If we're in the fictional world where any production above a perfectly constant baseline (with the occasional two month break for refuelling where fairies power everything) has zero utility, that excess is worthless isn't it?
There's only so far you can take these counterfactuals, but presumably you'd be selling it at, say, $10/MWh (because things like hydrogen are already profitable at this cost) which might cover part of the distribution costs (which are not in that model) and bring it down to roughly on par.
If it really is on par, then even the stupidest approach to renewables (i.e. massively over-building instead of using some storage) is equal cost to nuclear. That's a strong case for renewables.
It's really hard to overstate how much better the case for renewables is than the competition.
That said, there are a bunch of risks and externalised costs in a zero storage strategy not captured by simple prices. Many of the objections of the nuclear industry are actually true in such a scenario.
Overbuilding solar 4-8x with current tech would cause alot of CO2 emissions from silicon refining, it would strain silver and copper supplies. Overbuilding wind by a similar amount would require vast amounts of steel, strain niobium production, and cause CO2 emissions from concrete.

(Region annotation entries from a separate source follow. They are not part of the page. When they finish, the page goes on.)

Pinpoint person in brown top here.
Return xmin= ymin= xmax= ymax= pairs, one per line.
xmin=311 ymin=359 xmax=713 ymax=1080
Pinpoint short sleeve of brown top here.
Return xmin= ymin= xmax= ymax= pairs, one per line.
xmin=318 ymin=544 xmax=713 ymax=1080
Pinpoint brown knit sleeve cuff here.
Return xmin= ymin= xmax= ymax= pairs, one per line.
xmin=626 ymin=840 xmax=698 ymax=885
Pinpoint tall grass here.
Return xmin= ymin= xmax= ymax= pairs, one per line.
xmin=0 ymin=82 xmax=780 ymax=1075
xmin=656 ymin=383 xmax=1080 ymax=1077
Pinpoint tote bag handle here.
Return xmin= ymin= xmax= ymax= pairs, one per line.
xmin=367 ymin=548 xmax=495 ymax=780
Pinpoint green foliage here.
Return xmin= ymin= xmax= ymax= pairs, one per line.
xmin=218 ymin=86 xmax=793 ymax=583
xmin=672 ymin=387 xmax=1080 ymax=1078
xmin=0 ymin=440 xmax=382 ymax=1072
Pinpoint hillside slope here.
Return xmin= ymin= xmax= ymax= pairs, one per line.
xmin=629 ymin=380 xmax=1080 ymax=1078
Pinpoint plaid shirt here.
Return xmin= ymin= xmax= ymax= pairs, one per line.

Even if your system was on par with nuclear on a dollar basis, it would still produce too many emissions (half or more of 100% gas) and quite fragile.
Relying on cross continent links to reduce overbuild ratio is a massive strategic risk, and if someone in the chain does a texas and has a bunch of equipment fail, you'd have a real version of the scenario the anti-wind campaogners are imagining in europe right now.
A good strategy is a mix of everything aiming to remove as many emissions with each dollar spent. If that means aiming initially for 50% net solar availability, and 30% net wind availability with 20% surplus and keeping the gas turbines running through winter to provide the remaining 40% for a few years whilst shotgunning money at research for abundant batteries, electrolysers, and tidal to see which one sticks, then that is far better than using the same funds to pay for 20% nuclear that will be online in 2050.
Another good strategy would be to build out scalable storage (thermal batteries, electrolysers and pumped hydro) immediately and go all in on wind/solar asap. The amount of concrete required for the pumped storage might he prohibitive though and it won't cost a great deal less than nuclear (although it will be online sooner).
Even a strategy with 10-20% nuclear like what China is pursuing is tolerable (including the very likely chernobyl scale incidents that will happen if it's pursued worldwide -- which are vastly preferable to the consequences of coal) in countries that aren't controlled by neoliberal systems which are fundamentally incapable of operating any large scale project that won't pay off visibly in an election cycle. It's just the constant shouting of "stop all the wind and only build nuclear" that's imbecilic.
Is it twice as expensive after you factor in selling the excess capacity?